Liputan6.com, Jakarta - Pemerintah telah melakukan berbagai upaya mitigasi risiko pandemi covid-19. Dari sisi ekonomi, pemerintah meluncurkan sejumlah kebijakan, seperti restrukturisasi kredit, hingga Bank Indonesia (BI) yang memutuskan untuk memangkas suku bunga acuan untuk mendongkrak daya beli masyarakat.

Sejalan dengan melemahnya perekonomian nasional, pasar modal semula diprediksi turut mengalami tekanan hebat. Namun, yang terjadi sebaliknya, pasar modal justru mengalami penguatan.

"Investor menyambut baik berbagai kebijakan BI maupun pemerintah. Itu terlihat dari partisipasi mereka dalam investasi, baik itu di obligasi maupun di saham,” ujar Chief Economist & Investment Strategist Manulife Aset Manajemen Indonesia, Katarina Setiawan dalam webinar Danamon Wealth Series, Senin, 12 April 2021.

Untuk pasar obligasi, Katarina menjelaskan imbal hasil (yield) obligasi Indonesia naik seiring dengan kenaikan dari yield obligasi Amerika Serikat (AS), maupun di berbagai belahan dunia yang lain. Bahkan kenaikan yield obligasi Indonesia dinilai overshoot.

“Jadi overshoot, terlalu tinggi kenaikan imbal hasilnya ini karena investor asing itu banyak keluar dari Indonesia setelah mengalami kepemilikan obligasi yang maksimum mendekati 40 persen. Kemudian mereka berangsur-angsur turun kepemilikannya di Indonesia,” ujar Katarina.
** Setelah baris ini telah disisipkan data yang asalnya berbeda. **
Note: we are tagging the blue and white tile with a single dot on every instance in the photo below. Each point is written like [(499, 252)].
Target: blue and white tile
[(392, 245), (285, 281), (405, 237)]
Namun, di saat yang bersamaan, Katarina menyebutkan terjadi peningkatan kepemilikan dari investor domestik. Hal ini mencerminkan keyakinan investor domestik terhadap fundamental dari obligasi Indonesia.

“Selain partisipasi yang meningkat itu kita juga melihat bahwa likuiditas di pasar kita itu masih sangat terjaga. Karena kita lihat kredit belum tumbuh banyak. Jadi likuiditasnya masih banyak,” kata dia.

Bagaimana dengan Saham?

Layar pergerakan Indeks Harga Saham Gabungan (IHSG) di BEI, Jakarta, Rabu (16/5). Sejak pagi IHSG terjebak di zona merah. (Liputan6.com/Angga Yuniar)
Layar pergerakan Indeks Harga Saham Gabungan (IHSG) di BEI, Jakarta, Rabu (16/5). Sejak pagi IHSG terjebak di zona merah. (Liputan6.com/Angga Yuniar)

Pasar saham Indonesia tidak luput dari volatilitas yang terjadi di pasar global dan regional. Namun, penurunan yang terjadi membuat valuasi IHSG turun ke level yang atraktif.

Rasio PE IHSG turun ke level 14,33, di bawah rata-rata 5 tahun pada level 15,03.“Koreksinya ada baru-baru ini menyebabkan valuasi dari saham kita itu menjadi sangat menarik. Sekarang kondisi PER ada di rata-rata 5 tahun yang lalu. Jadi sudah kembali ke 15 kali, jauh lebih rendah dibanding dengan pasar di negara lain,” ungkap Katarina.

Di sisi lain, Katarina mengatakan pasar kondisi pasar saham erat kaitannya dengan pertumbuhan pertumbuhan laba koperasi. Sebagai gambaran, jika laba korporasi naik, maka pasar saham juga akan mengalami kenaikan. Sebaliknya, jika laba korporasi anjlok, pasar saham juga mengikuti.

“Konsesus memperkirakan tahun ini akan ada lonjakan pertumbuhan laba, setelah laba korporasi turun tajam tahun lalu. Jadi dengan adanya lonjakan pertumbuhan laba diperkirakan pasar saham kita akan turut didukung dengan kenaikan pertumbuhan laba korporasi tahun ini,” pungkas Katarina.